A comme Airbnb...zzness

Trois siècles après la mort de Bernard Mandeville, une autre « fable des abeilles », moins heureuse, mériterait de nous être contée. L’abeille en question s’appelle Airbnb. Elle souhaite disrupter le modèle économique de nos « ruches » afin de produire plus de miel. Elle a révolutionné le fonctionnement du parc locatif de nos villes. Moderne et individualiste, rebelle mais capitaliste, Airbnb fait son nectar de l’ubérisation de la ville et du droit locatif, à l’ombre des fleurs d’amandiers et de jacarandas de Californie.
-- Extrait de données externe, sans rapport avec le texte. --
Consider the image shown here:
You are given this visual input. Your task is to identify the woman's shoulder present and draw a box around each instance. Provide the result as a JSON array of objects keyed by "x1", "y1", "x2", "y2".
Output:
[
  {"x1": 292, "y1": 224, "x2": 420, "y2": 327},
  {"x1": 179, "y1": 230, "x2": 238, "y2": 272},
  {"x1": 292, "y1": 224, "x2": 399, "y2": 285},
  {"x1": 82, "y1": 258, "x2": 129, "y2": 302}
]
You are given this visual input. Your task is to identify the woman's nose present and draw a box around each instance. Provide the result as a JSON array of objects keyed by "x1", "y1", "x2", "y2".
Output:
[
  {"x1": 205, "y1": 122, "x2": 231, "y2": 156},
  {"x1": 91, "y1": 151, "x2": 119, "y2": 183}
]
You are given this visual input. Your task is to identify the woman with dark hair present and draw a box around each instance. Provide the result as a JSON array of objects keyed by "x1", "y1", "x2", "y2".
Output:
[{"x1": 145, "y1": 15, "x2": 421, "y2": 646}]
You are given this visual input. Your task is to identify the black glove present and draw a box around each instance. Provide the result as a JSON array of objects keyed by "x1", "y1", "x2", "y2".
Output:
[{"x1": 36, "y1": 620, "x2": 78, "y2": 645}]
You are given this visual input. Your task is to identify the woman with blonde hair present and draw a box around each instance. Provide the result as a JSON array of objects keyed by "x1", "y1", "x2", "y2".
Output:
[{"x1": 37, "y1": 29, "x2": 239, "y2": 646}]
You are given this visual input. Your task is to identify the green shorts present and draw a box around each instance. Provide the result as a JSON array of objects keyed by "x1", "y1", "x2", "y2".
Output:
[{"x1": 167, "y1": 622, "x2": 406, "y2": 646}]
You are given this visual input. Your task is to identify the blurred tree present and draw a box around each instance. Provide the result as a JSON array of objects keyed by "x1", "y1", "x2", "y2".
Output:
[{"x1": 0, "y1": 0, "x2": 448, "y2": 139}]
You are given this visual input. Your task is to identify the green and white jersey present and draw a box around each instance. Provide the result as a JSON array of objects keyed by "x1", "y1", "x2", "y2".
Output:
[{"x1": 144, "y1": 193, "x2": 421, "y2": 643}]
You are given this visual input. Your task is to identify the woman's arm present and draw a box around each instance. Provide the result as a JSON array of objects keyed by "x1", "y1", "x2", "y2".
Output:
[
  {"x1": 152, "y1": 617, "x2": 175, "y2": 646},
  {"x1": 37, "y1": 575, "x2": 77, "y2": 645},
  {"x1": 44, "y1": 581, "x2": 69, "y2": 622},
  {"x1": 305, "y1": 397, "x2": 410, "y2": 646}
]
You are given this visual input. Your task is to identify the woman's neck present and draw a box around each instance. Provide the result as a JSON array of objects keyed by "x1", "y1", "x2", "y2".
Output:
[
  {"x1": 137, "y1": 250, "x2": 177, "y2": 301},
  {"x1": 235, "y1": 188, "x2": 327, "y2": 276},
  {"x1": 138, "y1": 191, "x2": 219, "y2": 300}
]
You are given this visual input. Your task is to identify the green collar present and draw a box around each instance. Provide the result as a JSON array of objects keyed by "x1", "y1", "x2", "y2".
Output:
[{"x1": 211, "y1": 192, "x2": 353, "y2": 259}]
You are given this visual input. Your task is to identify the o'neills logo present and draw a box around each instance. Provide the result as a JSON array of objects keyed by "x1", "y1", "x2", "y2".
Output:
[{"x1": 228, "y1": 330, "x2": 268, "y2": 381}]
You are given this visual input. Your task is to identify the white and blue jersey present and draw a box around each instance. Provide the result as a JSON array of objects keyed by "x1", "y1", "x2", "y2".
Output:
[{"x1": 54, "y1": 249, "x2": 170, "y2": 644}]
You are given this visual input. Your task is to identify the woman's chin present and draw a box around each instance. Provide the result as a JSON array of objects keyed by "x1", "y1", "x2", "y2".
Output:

Au pays du lait, du miel… et des business angels !

Fin 2007, avec l'aide de l'investisseur et homme de réseaux Nathan Blecharczyk, deux jeunes designers, Brian Chesky et Joe Gebbia, créent la société « matelas gonflable et petit déjeuner », « AirBed & Breakfast » . Ils vivent alors à San Francisco, immense et vrombissant couvain à ciel ouvert, incubant les jeunes cadres créatifs de demain. Ces deux-là ont l'idée de proposer des locations de courte durée aux touristes et à ces abeilles solitaires d’un genre nouveau que sont les nomadic workers : ces jeunes surdiplômés, hyper-mobiles trimballant leur bureau dans un laptop et leur maison dans une valise. Ils se déplacent en essaim, au rythme des vols internationaux entre deux villes-monde où le prix d’une nuitée hôtelière dans une chambre simple dépasse 100 euros, d’où l’intérêt de leur proposer un pool de logements locatifs à bas prix. À l’époque, San Francisco connaît déjà une fièvre démographique et immobilière liée au développement des startups informatiques qui ont colonisé toute la Silicon Valley. Les prix des logements se sont envolés ! L’équation marchande d’Airbnb est alors toute trouvée : pour les propriétaires ou les locataires, le service proposé offre l’occasion d’accueillir un « hôte » et d’empocher un joli pactole en louant ou sous-louant son logis à un loyer mensuel plus élevé que celui offert par la location traditionnelle. Les voyageurs en transit trouvent un toit moins onéreux que l’hôtel et la promesse d’une expérience, authentique et locale. Il y en a pour tous les goûts et budgets, de l’alvéole minable à la loge digne de la reine des abeilles !

Du buzz au bizz
Rapidement, Airbnb essaime partout dans le monde. Des centaines de milliers de logements du parc locatif traditionnel sont transformés en locations touristiques, pour quelques jours ou pour de bon. Le « bzz » de l’abeille devient « buzz », puis « bizz’ ». Le chiffre d’affaire et la capitalisation boursière de l’entreprise s’envolent avec le volume du précieux pollen qu’elle extrait, en butinant les frais de services facturés aux usagers. Alors que l'entreprise ne possède même pas un mètre carré. Situés dans les cœurs des principales villes, les grands logements, et plus encore les petits, sont massivement convertis en locations touristiques et mis en ligne sur le site de la firme. Le modèle se développe partout, même dans les territoires ruraux et peu tendus, où il représente ceci-dit l’opportunité d’entretenir et valoriser des résidences secondaires ou des logements anciens sous-utilisés ou désaffectés.
Dans la ville cependant, le bilan d’Airbnb est moins vertueux. Pêchant par excès de gourmandise, l’abeille est aujourd’hui responsable d’une raréfaction de l’offre locative dans les quartiers centraux des grandes villes. Vorace, elle a en réalité tout d’un faux bourdon : sa promesse vaporeuse annoncée dans sa formule marketing « belong anywhere » (« chez soi partout dans le monde ») est une supercherie et surtout une menace pour les vrais habitants. Plus prompte à extraire le miel qu’à le produire, elle est responsable d’une forte inflation des loyers et d’« expropriation différée » qui prive les ménages locataires en début de parcours résidentiel d’une partie du parc auquel ils pouvaient prétendre.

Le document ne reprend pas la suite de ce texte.